Statewide roll-out is 'largest AI-based traffic signal software deployment in US'
By Adam Hill July 9, 2025 Read time: 1 min
(Alex Grichenko | Dreamstime.com)

North Carolina Department of Transportation (NCDoT) has deployed Flow Labs' AI-powered traffic signal operations software solution to cover 2,500 intersections across the state.

The firm says this is the largest live statewide deployment of AI-based traffic signal software in the US; the product does not require new hardware or lengthy installation.

“North Carolina didn’t just invest in a new tool—they embraced a new model for traffic operations,” said Jatish Patel, CEO of Flow Labs. 

“NCDoT’s leadership and engineering teams are among the most progressive and mission-driven in the nation," Patel adds. "Their willingness to act decisively and deploy smarter solutions at scale has made this partnership incredibly rewarding.”

Flow Labs’ platform monitors intersection performance, and is designed to allow engineers to detect issues before they escalate, prioritise interventions based on real-world traffic patterns and improve signal operations.

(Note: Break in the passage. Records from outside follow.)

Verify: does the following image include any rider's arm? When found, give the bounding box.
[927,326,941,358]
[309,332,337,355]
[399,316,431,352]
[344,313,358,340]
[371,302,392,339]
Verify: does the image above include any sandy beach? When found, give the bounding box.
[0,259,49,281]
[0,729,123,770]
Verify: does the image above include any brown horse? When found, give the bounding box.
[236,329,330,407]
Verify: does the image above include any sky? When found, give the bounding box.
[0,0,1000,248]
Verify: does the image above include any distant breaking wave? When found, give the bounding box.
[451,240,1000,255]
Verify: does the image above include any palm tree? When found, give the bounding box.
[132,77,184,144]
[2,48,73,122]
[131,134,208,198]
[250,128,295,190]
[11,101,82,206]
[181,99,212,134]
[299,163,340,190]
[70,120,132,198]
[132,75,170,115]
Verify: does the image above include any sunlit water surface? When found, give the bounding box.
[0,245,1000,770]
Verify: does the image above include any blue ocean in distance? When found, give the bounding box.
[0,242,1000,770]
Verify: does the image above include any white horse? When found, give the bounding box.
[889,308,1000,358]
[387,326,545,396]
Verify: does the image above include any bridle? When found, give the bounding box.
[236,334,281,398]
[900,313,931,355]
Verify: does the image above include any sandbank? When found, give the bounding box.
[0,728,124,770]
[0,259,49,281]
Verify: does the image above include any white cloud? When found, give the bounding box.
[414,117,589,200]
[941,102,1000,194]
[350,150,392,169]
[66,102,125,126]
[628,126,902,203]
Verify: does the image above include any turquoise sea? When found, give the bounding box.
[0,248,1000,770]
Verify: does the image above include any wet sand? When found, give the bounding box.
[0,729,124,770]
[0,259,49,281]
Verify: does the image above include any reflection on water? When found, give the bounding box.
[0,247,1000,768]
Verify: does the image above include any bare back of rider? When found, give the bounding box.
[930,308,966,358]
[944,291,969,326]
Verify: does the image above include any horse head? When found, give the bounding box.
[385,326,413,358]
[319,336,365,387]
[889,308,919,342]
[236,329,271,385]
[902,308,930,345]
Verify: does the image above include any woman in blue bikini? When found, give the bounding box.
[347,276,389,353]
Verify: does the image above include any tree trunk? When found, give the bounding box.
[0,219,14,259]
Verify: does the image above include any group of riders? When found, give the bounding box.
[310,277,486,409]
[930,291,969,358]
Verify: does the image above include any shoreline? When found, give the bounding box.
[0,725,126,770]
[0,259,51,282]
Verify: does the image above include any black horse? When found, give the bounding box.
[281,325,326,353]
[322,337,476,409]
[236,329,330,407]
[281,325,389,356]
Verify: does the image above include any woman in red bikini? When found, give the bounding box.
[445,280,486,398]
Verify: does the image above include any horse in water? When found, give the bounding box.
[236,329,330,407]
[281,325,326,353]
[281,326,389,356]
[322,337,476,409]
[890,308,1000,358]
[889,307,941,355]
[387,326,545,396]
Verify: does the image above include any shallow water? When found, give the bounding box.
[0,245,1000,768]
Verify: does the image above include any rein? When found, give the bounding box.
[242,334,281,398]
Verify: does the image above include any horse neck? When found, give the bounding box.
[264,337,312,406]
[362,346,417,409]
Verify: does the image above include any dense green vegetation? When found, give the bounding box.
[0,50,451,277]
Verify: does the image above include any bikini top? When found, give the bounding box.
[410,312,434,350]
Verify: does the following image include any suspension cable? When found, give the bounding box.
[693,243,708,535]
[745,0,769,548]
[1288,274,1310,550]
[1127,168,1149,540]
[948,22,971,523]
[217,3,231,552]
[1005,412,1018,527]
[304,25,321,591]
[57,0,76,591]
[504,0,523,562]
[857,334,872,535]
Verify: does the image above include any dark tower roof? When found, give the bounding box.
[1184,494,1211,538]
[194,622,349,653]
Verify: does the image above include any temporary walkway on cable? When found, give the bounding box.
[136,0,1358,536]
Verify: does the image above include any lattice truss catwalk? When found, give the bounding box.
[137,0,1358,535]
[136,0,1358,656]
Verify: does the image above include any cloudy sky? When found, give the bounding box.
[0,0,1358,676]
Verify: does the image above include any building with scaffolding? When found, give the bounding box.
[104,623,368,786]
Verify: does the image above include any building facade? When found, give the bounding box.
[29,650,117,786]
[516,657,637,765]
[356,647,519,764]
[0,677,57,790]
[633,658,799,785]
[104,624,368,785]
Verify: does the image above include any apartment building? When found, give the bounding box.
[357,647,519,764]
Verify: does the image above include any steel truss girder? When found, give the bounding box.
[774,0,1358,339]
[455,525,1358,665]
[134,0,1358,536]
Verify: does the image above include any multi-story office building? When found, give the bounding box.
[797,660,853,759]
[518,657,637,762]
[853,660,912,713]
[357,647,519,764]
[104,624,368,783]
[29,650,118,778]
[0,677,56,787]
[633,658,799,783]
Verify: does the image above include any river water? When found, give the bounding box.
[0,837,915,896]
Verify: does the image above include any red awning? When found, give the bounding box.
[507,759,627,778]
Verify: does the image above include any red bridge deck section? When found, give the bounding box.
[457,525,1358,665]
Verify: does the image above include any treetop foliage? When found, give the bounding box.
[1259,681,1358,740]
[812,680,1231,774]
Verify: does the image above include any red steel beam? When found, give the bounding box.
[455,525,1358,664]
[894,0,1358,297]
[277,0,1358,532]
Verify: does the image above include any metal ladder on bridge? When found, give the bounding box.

This 'software-first' approach creates network-wide insights and reporting capabilities. The firm argues that it represents "a growing trend among agencies that are moving beyond traditional methods and turning to scalable, data-driven tools to enhance safety, reduce congestion, and improve operations".

“This partnership is built on shared values—innovation, agility, and a deep commitment to public impact,” concludes Patel.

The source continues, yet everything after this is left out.